Asilerin ikna edilmesi ve Mervan Bin Hakem’in İhanet Mektubu
Fitnecilerin önayak olmasıyla Mısır’dan, Basra’dan ve Küfe’den yola çıkan asiler kendilerini hac yolcusu imiş gibi gizleyerek Medine’ye geldiler. Hz. Osman’ın evinin etrafını sardılar. Öğüt dinlemediler. Hz. Osman kan dökülmesini istemediği için bunlara karşı kaba kuvvet kullanmadı. Asiler geldikleri yerlere dönmeye ikna edildi. Bu arada Hz. Osman’ın Mısır’a yeni tayin ettiği valinin öldürülmesi için Hz. Osman’ın haberi olmadan onun namına Mervan bin Hakem’in yazdığı mektup Mısır’a dönen asilerin eline geçti. Geri dönüp Medine’ye geldiler. Hz. Osman’ın evinin etrafını sardılar. Mervan bin Hakem’in kendilerine teslimini istediler, Hz. Osman’ın halifelikten azlini talep
ettiler.
Şehit Edilmesi
Konu ile ilgili görüşmeler devam ederken asilerin bir kısmı sonlarının kötü olacağı endişesine kapılarak Hz.

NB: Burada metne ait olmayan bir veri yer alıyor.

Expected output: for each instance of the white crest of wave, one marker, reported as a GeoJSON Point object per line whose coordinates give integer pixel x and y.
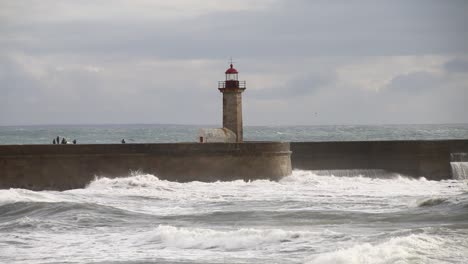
{"type": "Point", "coordinates": [133, 181]}
{"type": "Point", "coordinates": [415, 248]}
{"type": "Point", "coordinates": [245, 238]}
{"type": "Point", "coordinates": [22, 195]}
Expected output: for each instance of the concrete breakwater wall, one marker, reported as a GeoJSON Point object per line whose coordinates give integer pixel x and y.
{"type": "Point", "coordinates": [430, 159]}
{"type": "Point", "coordinates": [62, 167]}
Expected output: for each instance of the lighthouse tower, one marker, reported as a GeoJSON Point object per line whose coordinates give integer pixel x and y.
{"type": "Point", "coordinates": [232, 90]}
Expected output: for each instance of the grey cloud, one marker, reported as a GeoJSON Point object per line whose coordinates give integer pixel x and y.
{"type": "Point", "coordinates": [303, 85]}
{"type": "Point", "coordinates": [289, 28]}
{"type": "Point", "coordinates": [457, 66]}
{"type": "Point", "coordinates": [415, 82]}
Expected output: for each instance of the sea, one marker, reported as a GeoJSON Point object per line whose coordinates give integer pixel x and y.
{"type": "Point", "coordinates": [306, 217]}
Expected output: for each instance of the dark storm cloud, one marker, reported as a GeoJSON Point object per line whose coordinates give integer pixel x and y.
{"type": "Point", "coordinates": [415, 83]}
{"type": "Point", "coordinates": [289, 28]}
{"type": "Point", "coordinates": [280, 48]}
{"type": "Point", "coordinates": [457, 66]}
{"type": "Point", "coordinates": [303, 85]}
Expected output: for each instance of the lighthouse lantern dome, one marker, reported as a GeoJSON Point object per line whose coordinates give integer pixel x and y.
{"type": "Point", "coordinates": [231, 74]}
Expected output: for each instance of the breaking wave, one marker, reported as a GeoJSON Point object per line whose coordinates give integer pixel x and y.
{"type": "Point", "coordinates": [245, 238]}
{"type": "Point", "coordinates": [415, 248]}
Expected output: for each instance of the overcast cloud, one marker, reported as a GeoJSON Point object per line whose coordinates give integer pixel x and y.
{"type": "Point", "coordinates": [305, 62]}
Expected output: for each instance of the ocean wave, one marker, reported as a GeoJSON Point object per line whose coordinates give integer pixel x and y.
{"type": "Point", "coordinates": [415, 248]}
{"type": "Point", "coordinates": [245, 238]}
{"type": "Point", "coordinates": [453, 202]}
{"type": "Point", "coordinates": [40, 215]}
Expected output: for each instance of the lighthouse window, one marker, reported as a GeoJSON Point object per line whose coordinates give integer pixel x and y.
{"type": "Point", "coordinates": [231, 76]}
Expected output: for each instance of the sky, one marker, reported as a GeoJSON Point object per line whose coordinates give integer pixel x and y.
{"type": "Point", "coordinates": [305, 62]}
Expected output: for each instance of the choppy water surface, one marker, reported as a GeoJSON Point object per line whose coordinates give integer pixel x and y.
{"type": "Point", "coordinates": [304, 218]}
{"type": "Point", "coordinates": [92, 134]}
{"type": "Point", "coordinates": [308, 217]}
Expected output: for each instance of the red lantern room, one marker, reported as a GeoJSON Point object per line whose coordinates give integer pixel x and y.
{"type": "Point", "coordinates": [231, 74]}
{"type": "Point", "coordinates": [232, 81]}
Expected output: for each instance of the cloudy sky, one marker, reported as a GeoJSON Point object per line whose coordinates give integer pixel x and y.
{"type": "Point", "coordinates": [305, 62]}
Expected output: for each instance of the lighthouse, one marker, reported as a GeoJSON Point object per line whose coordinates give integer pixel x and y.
{"type": "Point", "coordinates": [232, 90]}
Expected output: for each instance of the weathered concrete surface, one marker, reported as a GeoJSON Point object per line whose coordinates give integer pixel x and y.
{"type": "Point", "coordinates": [430, 159]}
{"type": "Point", "coordinates": [61, 167]}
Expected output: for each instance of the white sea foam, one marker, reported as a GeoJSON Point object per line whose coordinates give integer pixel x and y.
{"type": "Point", "coordinates": [245, 238]}
{"type": "Point", "coordinates": [415, 248]}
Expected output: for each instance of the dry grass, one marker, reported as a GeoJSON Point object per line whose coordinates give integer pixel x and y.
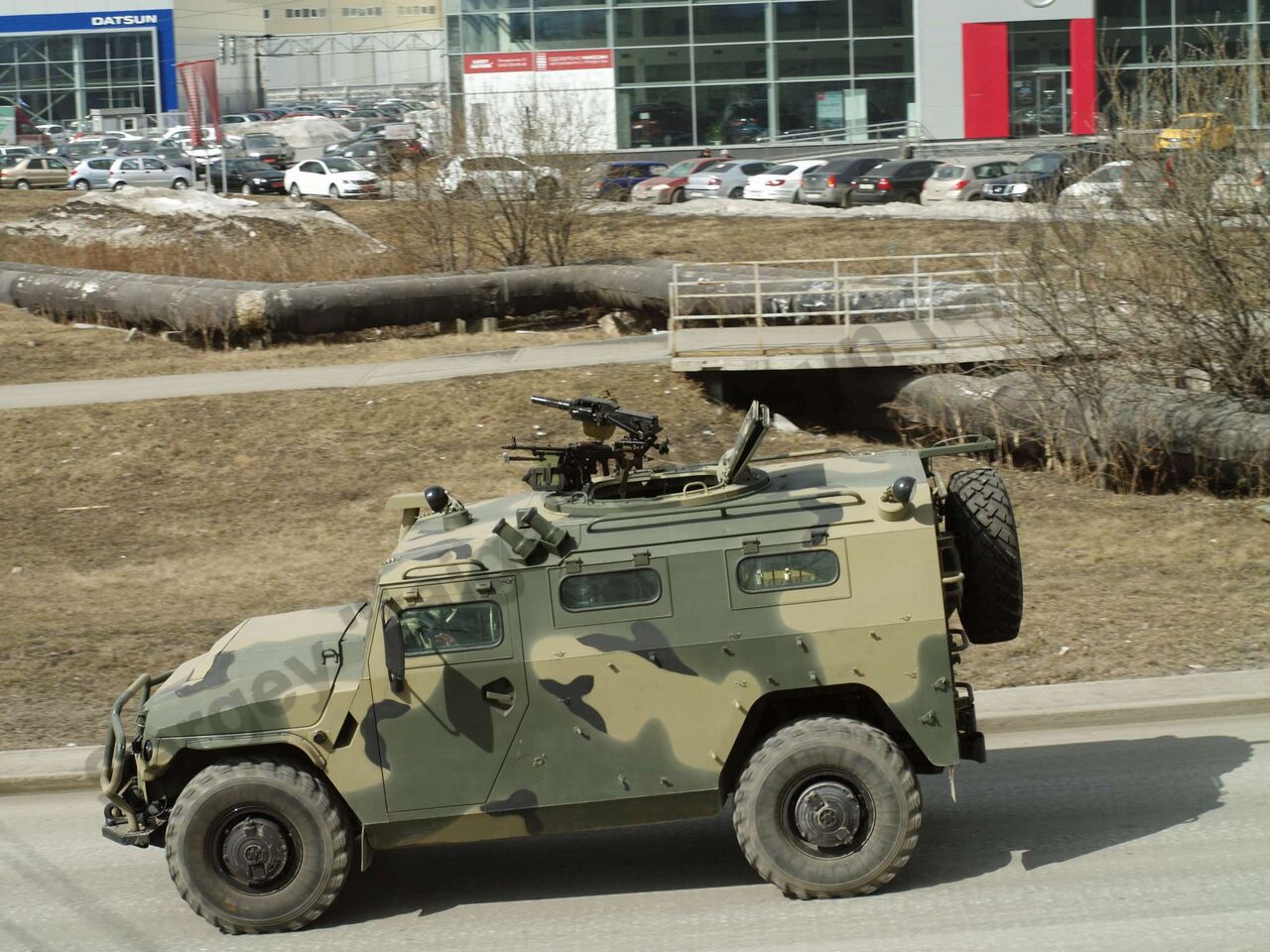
{"type": "Point", "coordinates": [222, 508]}
{"type": "Point", "coordinates": [35, 349]}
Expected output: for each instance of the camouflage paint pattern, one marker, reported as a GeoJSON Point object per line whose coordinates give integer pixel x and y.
{"type": "Point", "coordinates": [620, 715]}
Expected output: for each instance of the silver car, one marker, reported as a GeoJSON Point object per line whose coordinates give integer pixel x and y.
{"type": "Point", "coordinates": [91, 173]}
{"type": "Point", "coordinates": [724, 180]}
{"type": "Point", "coordinates": [148, 171]}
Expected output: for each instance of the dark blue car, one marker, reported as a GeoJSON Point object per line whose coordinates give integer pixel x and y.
{"type": "Point", "coordinates": [615, 180]}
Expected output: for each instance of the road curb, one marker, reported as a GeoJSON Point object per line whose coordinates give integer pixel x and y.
{"type": "Point", "coordinates": [1001, 711]}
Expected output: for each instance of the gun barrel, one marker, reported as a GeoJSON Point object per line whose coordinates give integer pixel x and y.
{"type": "Point", "coordinates": [552, 402]}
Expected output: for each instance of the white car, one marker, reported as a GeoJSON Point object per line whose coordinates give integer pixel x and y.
{"type": "Point", "coordinates": [333, 176]}
{"type": "Point", "coordinates": [148, 171]}
{"type": "Point", "coordinates": [781, 184]}
{"type": "Point", "coordinates": [498, 176]}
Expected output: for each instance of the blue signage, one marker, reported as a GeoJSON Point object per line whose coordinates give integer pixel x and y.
{"type": "Point", "coordinates": [158, 21]}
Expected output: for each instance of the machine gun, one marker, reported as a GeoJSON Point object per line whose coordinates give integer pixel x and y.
{"type": "Point", "coordinates": [570, 468]}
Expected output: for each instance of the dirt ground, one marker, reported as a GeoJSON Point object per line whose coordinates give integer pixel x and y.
{"type": "Point", "coordinates": [35, 349]}
{"type": "Point", "coordinates": [136, 534]}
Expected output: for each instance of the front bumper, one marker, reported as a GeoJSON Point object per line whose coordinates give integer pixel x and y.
{"type": "Point", "coordinates": [128, 819]}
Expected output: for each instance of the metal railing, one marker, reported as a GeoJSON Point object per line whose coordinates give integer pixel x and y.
{"type": "Point", "coordinates": [885, 302]}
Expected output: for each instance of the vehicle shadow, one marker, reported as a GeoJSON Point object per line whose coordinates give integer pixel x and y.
{"type": "Point", "coordinates": [1047, 805]}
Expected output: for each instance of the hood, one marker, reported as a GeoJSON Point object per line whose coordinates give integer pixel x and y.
{"type": "Point", "coordinates": [270, 673]}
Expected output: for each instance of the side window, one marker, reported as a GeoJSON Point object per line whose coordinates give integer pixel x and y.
{"type": "Point", "coordinates": [588, 593]}
{"type": "Point", "coordinates": [786, 570]}
{"type": "Point", "coordinates": [454, 627]}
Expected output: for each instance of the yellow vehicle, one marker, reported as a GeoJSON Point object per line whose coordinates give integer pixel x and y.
{"type": "Point", "coordinates": [35, 172]}
{"type": "Point", "coordinates": [1198, 132]}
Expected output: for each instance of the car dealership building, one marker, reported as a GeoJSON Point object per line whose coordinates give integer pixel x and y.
{"type": "Point", "coordinates": [722, 71]}
{"type": "Point", "coordinates": [64, 59]}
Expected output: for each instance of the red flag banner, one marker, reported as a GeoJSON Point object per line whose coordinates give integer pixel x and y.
{"type": "Point", "coordinates": [202, 96]}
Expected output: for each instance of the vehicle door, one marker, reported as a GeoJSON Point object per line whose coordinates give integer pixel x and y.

Osman’ı evinde Kur’ân okurken şehid ettiler. Hz. Osman şehit olduğu zaman oruçlu idi.
11 sene süren halifeliği zamanında Hz. Osman hak, adâlet üzere ülkeyi idare etti. Emevi ailesine mensup bazı kişilerin onun şefkatini ve merhametini onun haberi olmadan kötüye kullanmaları idaresinin tek zaaf noktası idi. Hz. Osman’ın fazilet, iyilik, şefkat ve merhametle dolu olan 82 yıllık hayatı Hicretin 35.yılında Zilhicce ayının 18. günü, Miladi 656 tarihinde 16 Ağustos
Perşembe günü şehit edilmesiyle sona erdi.
Allah ondan ve Hak yolunda çalışanlardan razı olsun. (Amin)
Kaynaklar
1-Celaleddin Suyûtî, Tarîhu’l Hulefâi, 1969, Kahire
2-Asrı Saadet, Peygamberimiz ve Ashabı, 1/331, Şamil Yayınevi, 1985, İst.